PrimoGreedy-Agent / README.md
CiscsoPonce's picture
docs: update README and showcase page with dashboard, online evals, prompt versioning
d072f0c
metadata
title: PrimoGreedy Agent
emoji: πŸ’Έ
colorFrom: green
colorTo: blue
sdk: docker
pinned: false
app_port: 7860

PrimoGreedy Agent

PrimoGreedy is an automated, AI-driven financial analysis agent designed to hunt, filter, and evaluate Micro-Cap and Small-Cap stocks. It acts as a ruthless "Logic Firewall," aggressively rejecting high-debt, cash-burning, and overvalued companies before deploying a multi-agent LLM pipeline to write highly structured fundamental investment memos β€” and optionally execute paper trades via Alpaca.


Core Architecture (The LangGraph Engine)

The system is built on LangGraph following modern best practices (partial state updates, Command routing, Send parallel fan-out, checkpointing, RetryPolicy, and multi-agent subgraphs).

Hunter Pipeline (src/agent.py / src/whale_hunter.py)

START --> initial_routing --> [chat] --> END
                          \-> [scout] --> [gatekeeper] --Command--> [analyst] --> END
                                              \--Command--> [scout]  (retry)
  1. Scout Node β€” Discovers candidates via yFinance screener + Brave Search trending, scores and ranks them, and pops the best unseen ticker.

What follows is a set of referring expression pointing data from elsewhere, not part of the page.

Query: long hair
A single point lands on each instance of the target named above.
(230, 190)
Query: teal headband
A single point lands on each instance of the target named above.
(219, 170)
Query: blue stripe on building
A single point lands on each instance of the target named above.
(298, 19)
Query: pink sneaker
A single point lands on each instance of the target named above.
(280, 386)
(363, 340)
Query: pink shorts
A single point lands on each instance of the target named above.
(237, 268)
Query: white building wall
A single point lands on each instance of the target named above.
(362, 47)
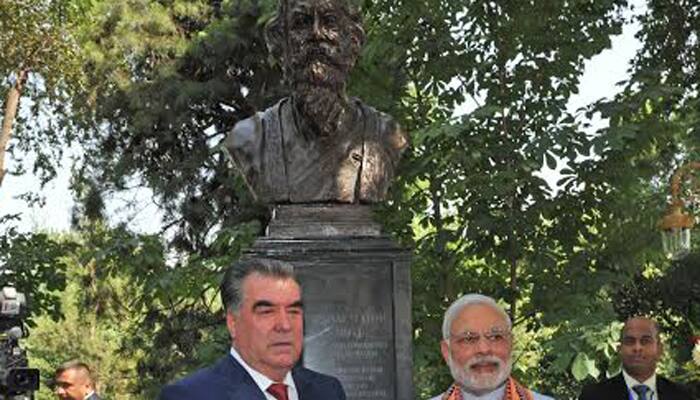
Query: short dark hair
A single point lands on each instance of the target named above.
(78, 366)
(232, 283)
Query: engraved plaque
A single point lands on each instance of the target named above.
(356, 286)
(349, 330)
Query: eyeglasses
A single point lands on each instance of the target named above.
(494, 336)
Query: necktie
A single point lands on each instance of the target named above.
(279, 391)
(642, 391)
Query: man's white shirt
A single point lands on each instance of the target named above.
(264, 382)
(652, 394)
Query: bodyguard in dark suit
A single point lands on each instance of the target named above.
(264, 316)
(640, 350)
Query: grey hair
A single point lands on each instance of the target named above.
(466, 301)
(276, 30)
(232, 282)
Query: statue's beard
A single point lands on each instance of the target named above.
(320, 98)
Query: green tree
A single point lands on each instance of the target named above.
(39, 60)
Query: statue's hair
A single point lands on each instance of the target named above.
(277, 29)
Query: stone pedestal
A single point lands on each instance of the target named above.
(357, 296)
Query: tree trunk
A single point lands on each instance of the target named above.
(11, 105)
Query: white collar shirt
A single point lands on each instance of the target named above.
(652, 394)
(263, 382)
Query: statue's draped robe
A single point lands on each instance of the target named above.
(282, 164)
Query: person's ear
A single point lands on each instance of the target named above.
(231, 324)
(445, 349)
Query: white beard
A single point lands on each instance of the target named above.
(479, 383)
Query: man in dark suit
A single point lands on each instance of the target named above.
(640, 350)
(74, 381)
(264, 316)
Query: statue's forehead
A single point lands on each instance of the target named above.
(308, 5)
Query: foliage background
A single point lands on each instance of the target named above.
(153, 86)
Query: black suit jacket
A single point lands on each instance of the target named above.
(615, 388)
(228, 380)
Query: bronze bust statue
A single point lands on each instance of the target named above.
(317, 145)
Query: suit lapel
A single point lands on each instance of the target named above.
(620, 387)
(306, 388)
(240, 384)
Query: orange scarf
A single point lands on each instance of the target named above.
(514, 391)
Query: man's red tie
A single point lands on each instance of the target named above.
(278, 390)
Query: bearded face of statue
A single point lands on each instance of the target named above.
(322, 45)
(318, 42)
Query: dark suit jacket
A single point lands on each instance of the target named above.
(228, 380)
(615, 388)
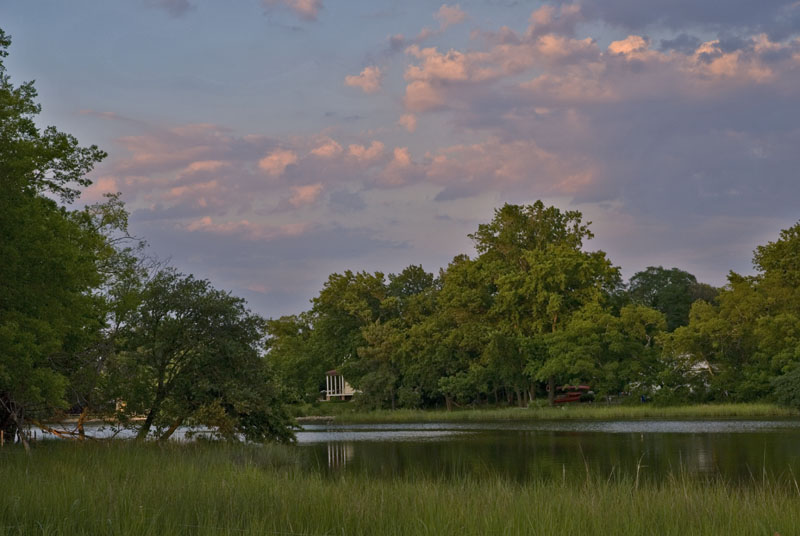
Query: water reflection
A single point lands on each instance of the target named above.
(735, 450)
(339, 454)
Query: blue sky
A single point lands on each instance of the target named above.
(264, 144)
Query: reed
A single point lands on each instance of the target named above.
(124, 488)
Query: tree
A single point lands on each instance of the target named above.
(541, 275)
(191, 354)
(670, 291)
(48, 262)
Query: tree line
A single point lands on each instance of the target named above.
(90, 324)
(534, 310)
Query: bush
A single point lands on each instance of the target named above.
(786, 388)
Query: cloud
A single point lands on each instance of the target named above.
(276, 162)
(366, 154)
(450, 15)
(246, 230)
(175, 8)
(408, 121)
(328, 149)
(369, 80)
(305, 195)
(778, 18)
(305, 9)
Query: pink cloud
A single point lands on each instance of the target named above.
(100, 186)
(305, 195)
(247, 229)
(408, 121)
(277, 161)
(328, 149)
(450, 15)
(519, 165)
(203, 166)
(366, 154)
(369, 80)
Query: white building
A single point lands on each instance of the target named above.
(336, 388)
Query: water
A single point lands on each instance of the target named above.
(736, 450)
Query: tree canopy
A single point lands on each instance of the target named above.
(88, 324)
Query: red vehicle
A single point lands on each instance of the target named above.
(572, 393)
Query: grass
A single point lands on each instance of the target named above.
(346, 413)
(123, 488)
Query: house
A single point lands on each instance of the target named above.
(336, 388)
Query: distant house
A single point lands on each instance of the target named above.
(336, 388)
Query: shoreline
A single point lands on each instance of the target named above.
(563, 413)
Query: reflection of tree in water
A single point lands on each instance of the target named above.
(528, 455)
(339, 454)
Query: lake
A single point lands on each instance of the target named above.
(736, 450)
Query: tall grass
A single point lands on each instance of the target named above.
(126, 489)
(598, 411)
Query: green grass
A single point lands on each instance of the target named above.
(345, 413)
(123, 488)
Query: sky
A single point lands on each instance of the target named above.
(264, 144)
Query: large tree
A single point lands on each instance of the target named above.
(671, 291)
(48, 254)
(191, 354)
(541, 276)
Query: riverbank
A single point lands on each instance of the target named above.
(344, 413)
(125, 488)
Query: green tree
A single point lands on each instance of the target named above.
(190, 354)
(670, 291)
(541, 275)
(48, 263)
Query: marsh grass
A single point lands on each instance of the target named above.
(124, 488)
(343, 413)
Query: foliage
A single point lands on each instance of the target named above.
(190, 354)
(86, 319)
(671, 292)
(49, 255)
(787, 388)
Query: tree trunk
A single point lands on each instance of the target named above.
(21, 432)
(81, 420)
(176, 423)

  2. Gatekeeper Node β€” Strict quantitative firewall using the Command pattern for routing:

    • Market Cap: $5M -- $500M
    • Share Price: under $30.00
    • Zombie Filter: rejects unprofitable companies with < 6 months cash runway
    • Routes directly to analyst (PASS / retries exhausted) or back to scout (FAIL) via Command.
  3. Analyst Node β€” Two modes controlled by USE_DEBATE env var:

    • Single-LLM (default): Senior Broker analysis via OpenRouter (6-model fallback chain) with structured InvestmentVerdict output.
    • Multi-Agent Debate (USE_DEBATE=true): Three-agent Investment Committee subgraph (Pitcher β†’ Skeptic β†’ Judge) that produces a hallucination-resistant verdict.

    Both modes fetch SEC EDGAR 10-K/10-Q filings (US equities), call Finnhub tools for deep fundamentals, and compute Kelly Criterion position sizing.

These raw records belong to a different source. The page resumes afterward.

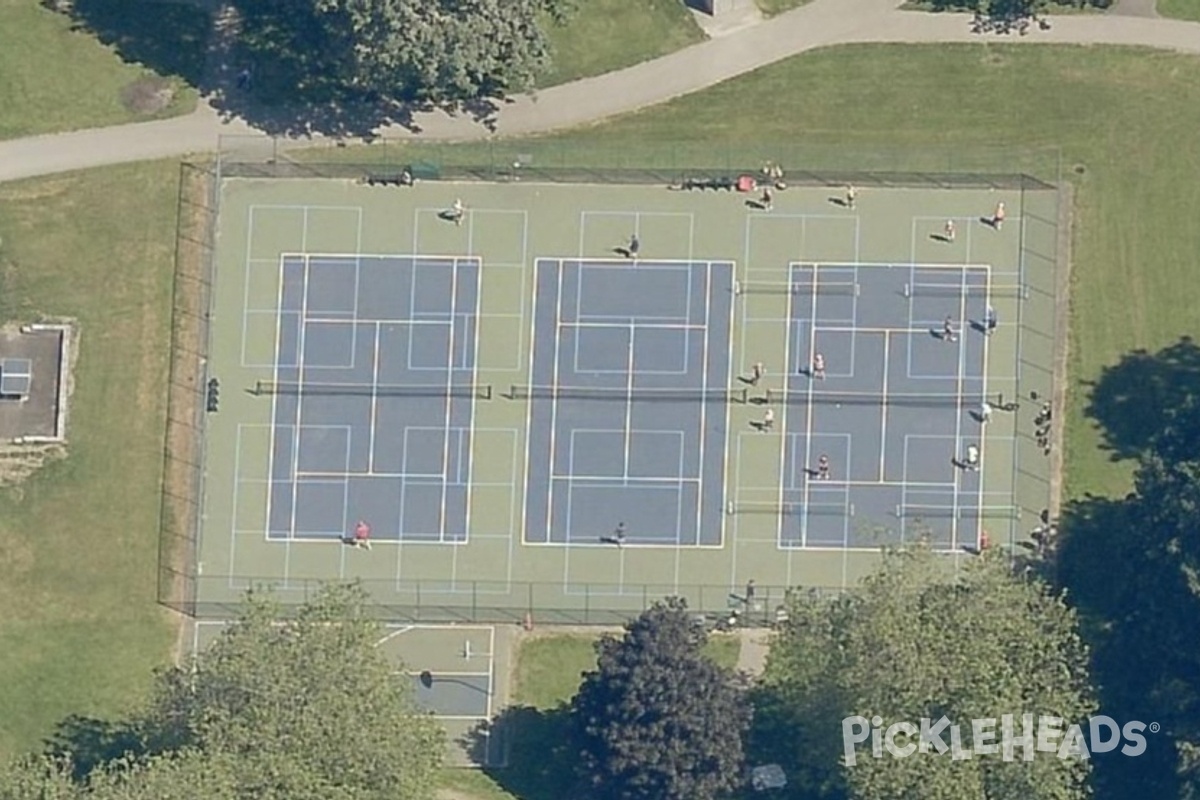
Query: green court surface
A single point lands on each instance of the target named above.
(886, 246)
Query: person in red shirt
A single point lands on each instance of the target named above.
(361, 535)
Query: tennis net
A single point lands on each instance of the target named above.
(737, 507)
(478, 391)
(629, 394)
(965, 290)
(819, 288)
(804, 397)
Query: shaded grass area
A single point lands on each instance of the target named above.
(60, 77)
(79, 629)
(1180, 8)
(550, 668)
(549, 673)
(606, 35)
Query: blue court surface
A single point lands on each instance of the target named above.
(373, 397)
(629, 403)
(892, 413)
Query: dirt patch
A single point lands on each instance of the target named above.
(149, 95)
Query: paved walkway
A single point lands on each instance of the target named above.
(821, 23)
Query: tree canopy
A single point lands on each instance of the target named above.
(916, 643)
(409, 50)
(297, 708)
(657, 720)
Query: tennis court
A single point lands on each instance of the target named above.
(531, 419)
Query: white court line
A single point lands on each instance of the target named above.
(670, 326)
(449, 401)
(375, 403)
(469, 435)
(553, 404)
(958, 415)
(703, 407)
(883, 425)
(525, 473)
(810, 410)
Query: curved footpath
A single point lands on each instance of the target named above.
(821, 23)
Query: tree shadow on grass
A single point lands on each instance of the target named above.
(1135, 615)
(90, 743)
(274, 73)
(1129, 567)
(168, 37)
(539, 763)
(1134, 400)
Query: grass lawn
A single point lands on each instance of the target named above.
(79, 630)
(606, 35)
(59, 79)
(1180, 8)
(79, 633)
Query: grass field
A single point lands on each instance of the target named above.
(1117, 114)
(58, 79)
(1180, 8)
(81, 633)
(606, 35)
(79, 629)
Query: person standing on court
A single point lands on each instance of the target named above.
(948, 331)
(361, 535)
(997, 216)
(972, 458)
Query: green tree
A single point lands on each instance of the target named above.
(408, 50)
(301, 708)
(657, 720)
(912, 643)
(37, 779)
(184, 775)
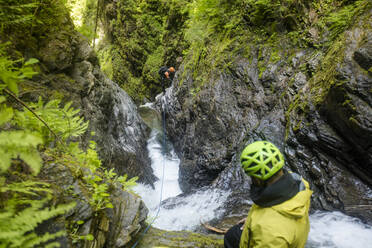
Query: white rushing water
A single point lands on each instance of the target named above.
(327, 229)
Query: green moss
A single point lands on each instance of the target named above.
(156, 237)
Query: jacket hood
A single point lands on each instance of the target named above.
(297, 206)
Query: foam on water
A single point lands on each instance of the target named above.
(159, 160)
(337, 230)
(186, 212)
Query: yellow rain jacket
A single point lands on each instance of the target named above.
(280, 226)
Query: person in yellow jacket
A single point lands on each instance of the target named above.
(279, 217)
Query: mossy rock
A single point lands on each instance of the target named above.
(185, 239)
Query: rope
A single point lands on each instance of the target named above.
(162, 178)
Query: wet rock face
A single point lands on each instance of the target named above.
(120, 133)
(331, 147)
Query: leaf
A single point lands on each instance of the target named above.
(5, 161)
(12, 85)
(33, 159)
(31, 61)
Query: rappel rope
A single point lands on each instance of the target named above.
(162, 177)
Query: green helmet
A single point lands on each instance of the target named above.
(261, 159)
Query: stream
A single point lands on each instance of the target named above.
(327, 229)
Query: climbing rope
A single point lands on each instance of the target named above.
(162, 177)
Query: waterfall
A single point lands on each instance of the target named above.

Workflow Pipeline (src/workflows/workflow.py)

START --> [data_collection] --> [technical_analysis] --> [news_intelligence] --> [portfolio_manager] --> END

A linear 4-node pipeline for deep single-ticker analysis (used by main.py CLI).

Multi-Agent Debate (src/agents/debate.py)

When USE_DEBATE=true, the analyst node runs a 3-agent LangGraph subgraph:

START --> [pitcher (Gemma)] --> [skeptic (Mistral)] --> [judge (Nemotron)] --> END
  1. The Pitcher β€” Writes the strongest bullish thesis using only provided data.
  2. The Skeptic β€” Challenges the bull case, flagging any fabricated claims.
  3. The Judge β€” Synthesises the debate into a structured InvestmentVerdict, downgrading if fabrications were found.

Models are configurable via DEBATE_PITCHER_MODEL, DEBATE_SKEPTIC_MODEL, DEBATE_JUDGE_MODEL env vars.

Parallel Region Orchestrator (src/whale_hunter.py)

The daily cron dispatches all 4 markets (USA, UK, Canada, Australia) in parallel via the LangGraph Send API:

START --> dispatch_regions --> [hunt_region: USA]       \
                          \-> [hunt_region: UK]         |-- region_results --> END
                          \-> [hunt_region: Canada]     |
                          \-> [hunt_region: Australia]  /

Each hunt_region invokes the full per-region subgraph (scout -> gatekeeper -> analyst -> email).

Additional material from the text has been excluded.